Systems fail and everybody has to accept this fact and be realistic about the situation that outages will eventually occur. The important thing is how you react to the outage and how well prepared you are. When an outage occurs, there are two measurements that indicate the success of recovery. These are defined as the RTO and MTO.
RTO – Recovery Time Objective
The RTO is the time it takes to recover from an outage. As the name implies the shorter this value is, the better it is.
MTO – Maximum Tolerable Outage
The MTO is the maximum time a business can run with its services down. Each service can have a different MTO, depending on various factors.
Any system admin should know the RTO and the MTO beforehand as part of the business recovery plan and have calculated values. Such values would be helpful in case of outages, as they can show which systems should be brought up first.
The RTO/MTO values should be technically possible, meaning that they need to be tested in business recovery simulations. For example, if during the simulation when there is no pressure the recovery takes 40 minutes then the RTO for such a situation cannot be 15 mins. If the RTO needs to be 15 minutes then the plan needs to completely change and technical requirements need to be modified to be able to meet those targets.
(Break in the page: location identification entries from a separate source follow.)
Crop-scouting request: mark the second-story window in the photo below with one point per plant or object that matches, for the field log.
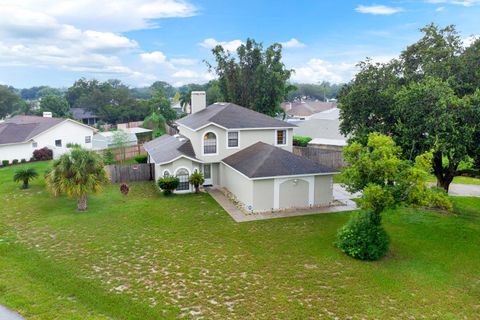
(210, 143)
(233, 139)
(281, 137)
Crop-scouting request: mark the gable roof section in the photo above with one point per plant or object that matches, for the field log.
(231, 116)
(168, 148)
(262, 160)
(23, 128)
(82, 113)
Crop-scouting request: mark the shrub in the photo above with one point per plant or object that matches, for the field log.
(141, 158)
(197, 180)
(43, 154)
(301, 141)
(168, 184)
(108, 157)
(25, 175)
(363, 237)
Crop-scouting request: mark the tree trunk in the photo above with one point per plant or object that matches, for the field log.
(82, 203)
(444, 175)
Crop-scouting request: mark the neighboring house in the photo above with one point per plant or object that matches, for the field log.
(305, 109)
(143, 135)
(21, 135)
(245, 152)
(84, 116)
(106, 140)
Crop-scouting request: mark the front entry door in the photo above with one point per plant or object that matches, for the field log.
(207, 174)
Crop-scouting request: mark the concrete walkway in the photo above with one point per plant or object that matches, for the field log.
(344, 204)
(7, 314)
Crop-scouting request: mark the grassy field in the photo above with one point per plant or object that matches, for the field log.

Although MTO and RTO are typically fixed, there are situations where MTOs and RTOs can have different values. Let’s take for example an online shop for gifts and gadgets. During the holiday period, the traffic and sales would be much higher than other days thus different MTO/RTO needs to be defined for such situations.
Ultimately it is important that one is prepared for when systems go down because they will! The only way to be prepared is to run simulations for your business recovery plan such that you can verify your RTOs and MTOs. Of course, having monitoring like Netumo will help in keeping with the pre-defined RTO / MTO as you would know sooner when an issue occurs and can start the recovery immediately.